President pro tempore of the Oklahoma Senate
- In office 1973–1975
- Preceded by: Finis Smith
- Succeeded by: Gene C. Howard

Member of the Oklahoma Senate for the 4th district
- In office 1967–1976
- Preceded by: Clem Hamilton
- Succeeded by: Joe Johnson

Member of the Oklahoma House of Representatives for the 3rd district
- In office 1984–1998
- Preceded by: Mick Thompson
- Succeeded by: Kenneth Corn

Personal details
- Born: December 2, 1935 Howe, Oklahoma, U.S.
- Died: January 10, 2019 (aged 83) Rogers, Arkansas, U.S.
- Party: Democratic
- Spouse: Nancy Jo Livesay

= James E. Hamilton =

American politician (1935–2019)

James E. Hamilton (December 2, 1935 – January 10, 2019) was an American politician in the state of Oklahoma.

==Biography==
Hamilton was born in 1935 in Howe, Oklahoma. He attended Oklahoma State University and the University of Oklahoma and holds a Juris Doctor. He is an attorney. Hamilton was married to Nancy Jo Livesay. They had two children together.

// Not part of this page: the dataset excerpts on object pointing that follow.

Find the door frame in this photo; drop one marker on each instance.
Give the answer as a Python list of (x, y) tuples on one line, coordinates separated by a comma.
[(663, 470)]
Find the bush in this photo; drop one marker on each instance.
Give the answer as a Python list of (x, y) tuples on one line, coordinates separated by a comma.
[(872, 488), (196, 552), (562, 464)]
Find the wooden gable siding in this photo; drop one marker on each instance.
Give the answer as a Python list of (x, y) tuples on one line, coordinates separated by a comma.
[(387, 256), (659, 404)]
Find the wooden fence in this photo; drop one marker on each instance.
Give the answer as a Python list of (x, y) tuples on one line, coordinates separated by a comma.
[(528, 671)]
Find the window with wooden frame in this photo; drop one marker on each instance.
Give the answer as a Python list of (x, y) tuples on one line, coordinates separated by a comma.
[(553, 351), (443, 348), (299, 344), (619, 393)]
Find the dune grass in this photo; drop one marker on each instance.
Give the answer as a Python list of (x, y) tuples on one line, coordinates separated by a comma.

James Hamilton was elected to the Oklahoma State Senate as a Democrat for the 4th district in a 1967 special election to fill the seat that was held by his father, Clem Hamilton, who died on May 30, 1967. He served in this role until 1976. During his time in the state senate he served as president pro tempore from 1973 to 1975. Hamilton returned to the legislature in 1984 when he was elected to serve in the Oklahoma House of Representatives' 3rd district. He held this position until 1998.

The Oklahoma Department of Corrections' Jim E. Hamilton Correctional Center is named after him.

Hamilton died January 10, 2019, at the age of 83.